KANLICA'daki PAYSAGE Restorant ile ilgili okuyucu şikayeti üzerine ilgili yerde yapılan denetim sonucunda, mükellefin işyerinde ödeme kaydedici cihaz levhasının asılı olmadığı, bir müşteriye yemek hizmeti verildiği ve karşılığında 2.500.000 lira para tahsil edilmesine karşın belge düzenlemediği saptanmıştır.

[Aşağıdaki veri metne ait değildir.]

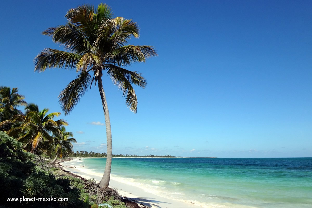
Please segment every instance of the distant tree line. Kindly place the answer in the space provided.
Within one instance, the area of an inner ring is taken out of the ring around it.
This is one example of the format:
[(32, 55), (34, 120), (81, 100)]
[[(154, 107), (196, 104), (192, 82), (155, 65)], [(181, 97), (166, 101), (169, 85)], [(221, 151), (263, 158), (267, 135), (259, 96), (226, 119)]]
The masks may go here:
[[(122, 154), (119, 155), (112, 155), (113, 157), (176, 157), (168, 155), (124, 155)], [(86, 151), (77, 151), (76, 152), (73, 152), (70, 155), (70, 157), (106, 157), (106, 153), (95, 152), (91, 151), (90, 152)]]

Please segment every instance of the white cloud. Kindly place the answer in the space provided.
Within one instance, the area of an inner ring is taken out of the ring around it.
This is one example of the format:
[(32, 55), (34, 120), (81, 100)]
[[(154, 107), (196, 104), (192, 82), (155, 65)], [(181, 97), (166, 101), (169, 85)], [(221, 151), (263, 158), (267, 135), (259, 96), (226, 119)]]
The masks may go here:
[(73, 145), (76, 147), (81, 147), (85, 145), (89, 145), (89, 144), (85, 142), (78, 142), (78, 143), (74, 143), (73, 144)]
[(100, 121), (92, 121), (90, 123), (90, 124), (92, 125), (99, 125), (100, 126), (104, 126), (105, 125), (105, 123), (101, 123)]

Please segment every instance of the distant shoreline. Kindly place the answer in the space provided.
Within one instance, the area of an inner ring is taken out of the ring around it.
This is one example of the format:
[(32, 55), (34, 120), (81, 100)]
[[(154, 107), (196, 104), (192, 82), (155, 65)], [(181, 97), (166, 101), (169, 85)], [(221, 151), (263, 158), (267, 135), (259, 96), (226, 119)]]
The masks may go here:
[[(106, 157), (71, 157), (70, 158), (106, 158)], [(147, 157), (145, 156), (137, 157), (112, 157), (112, 158), (218, 158), (217, 157)]]

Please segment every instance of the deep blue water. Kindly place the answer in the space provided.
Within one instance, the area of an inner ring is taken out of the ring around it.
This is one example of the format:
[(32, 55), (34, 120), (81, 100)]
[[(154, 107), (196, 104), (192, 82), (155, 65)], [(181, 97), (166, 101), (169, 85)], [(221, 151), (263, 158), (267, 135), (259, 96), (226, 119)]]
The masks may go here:
[[(105, 158), (84, 158), (101, 173)], [(207, 207), (312, 207), (312, 158), (114, 158), (113, 179)]]

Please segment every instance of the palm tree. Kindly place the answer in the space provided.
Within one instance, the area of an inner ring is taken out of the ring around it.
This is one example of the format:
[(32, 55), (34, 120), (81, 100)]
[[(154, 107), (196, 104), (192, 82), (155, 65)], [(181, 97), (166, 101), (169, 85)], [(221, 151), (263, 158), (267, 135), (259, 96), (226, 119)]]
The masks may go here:
[(60, 113), (48, 114), (49, 109), (39, 110), (37, 105), (33, 103), (25, 108), (25, 115), (16, 115), (13, 122), (22, 122), (20, 126), (12, 128), (7, 132), (9, 136), (18, 135), (17, 139), (22, 142), (27, 150), (34, 152), (42, 141), (51, 140), (50, 133), (61, 134), (58, 128), (67, 126), (68, 123), (63, 119), (53, 119), (61, 115)]
[(125, 97), (130, 110), (137, 111), (137, 100), (131, 84), (143, 88), (146, 82), (141, 74), (124, 69), (147, 58), (156, 56), (153, 46), (129, 45), (132, 36), (139, 37), (139, 26), (131, 20), (113, 18), (110, 8), (105, 4), (95, 9), (92, 6), (70, 9), (65, 25), (50, 27), (42, 34), (64, 46), (65, 51), (46, 48), (35, 59), (35, 71), (63, 68), (76, 69), (80, 74), (61, 92), (60, 102), (65, 114), (69, 114), (92, 84), (97, 82), (102, 100), (106, 127), (107, 152), (106, 165), (100, 183), (108, 186), (112, 160), (110, 122), (102, 77), (106, 73)]
[(26, 105), (25, 96), (17, 93), (18, 89), (0, 87), (0, 130), (8, 131), (11, 128), (12, 119), (15, 114), (22, 114), (17, 107)]
[(72, 143), (77, 143), (76, 139), (69, 138), (72, 137), (74, 135), (72, 132), (66, 131), (65, 127), (61, 127), (59, 129), (61, 133), (55, 134), (53, 135), (53, 143), (55, 146), (55, 150), (56, 155), (51, 163), (54, 163), (58, 156), (59, 155), (60, 158), (62, 158), (64, 153), (69, 151), (71, 152), (73, 149)]

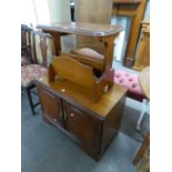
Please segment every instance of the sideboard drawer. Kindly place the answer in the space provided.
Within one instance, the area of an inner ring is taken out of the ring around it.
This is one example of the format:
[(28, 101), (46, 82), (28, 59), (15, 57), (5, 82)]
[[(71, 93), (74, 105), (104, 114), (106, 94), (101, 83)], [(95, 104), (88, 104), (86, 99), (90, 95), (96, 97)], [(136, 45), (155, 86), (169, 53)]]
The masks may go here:
[(102, 122), (77, 107), (64, 102), (67, 130), (95, 153), (100, 151)]

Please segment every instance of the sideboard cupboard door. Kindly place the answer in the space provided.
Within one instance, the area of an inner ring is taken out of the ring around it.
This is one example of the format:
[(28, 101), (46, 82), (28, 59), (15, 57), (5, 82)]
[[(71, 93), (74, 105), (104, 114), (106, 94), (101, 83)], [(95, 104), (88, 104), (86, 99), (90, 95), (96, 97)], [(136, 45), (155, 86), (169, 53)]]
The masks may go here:
[(38, 88), (38, 93), (40, 97), (44, 118), (50, 122), (53, 121), (58, 122), (59, 124), (63, 124), (61, 99), (42, 88)]
[(63, 102), (65, 128), (94, 153), (100, 151), (102, 121), (87, 112)]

Mükellefin yasalara aykırılık oluşturan bu eylemleri için 3108 sayılı yasanın 8. maddesi uyarınca, 213 sayılı Vergi Usul Kanunu'nun 352. maddesindeki 6.000.000 lira usulsüzlük cezasının 5 katı oranında 30.000.000 lira usulsüzlük cezası kesilmesine, ayrıca aynı yasanın 353. maddesi uyarınca 10.000.000 lira özel usulsüzlük cezası kesilmesine karar verilerek, gerekli işlemlerin yapılması için tutulan tutanak mükellefin bağlı olduğu Beykoz Vergi Dairesi'ne gönderilmiştir.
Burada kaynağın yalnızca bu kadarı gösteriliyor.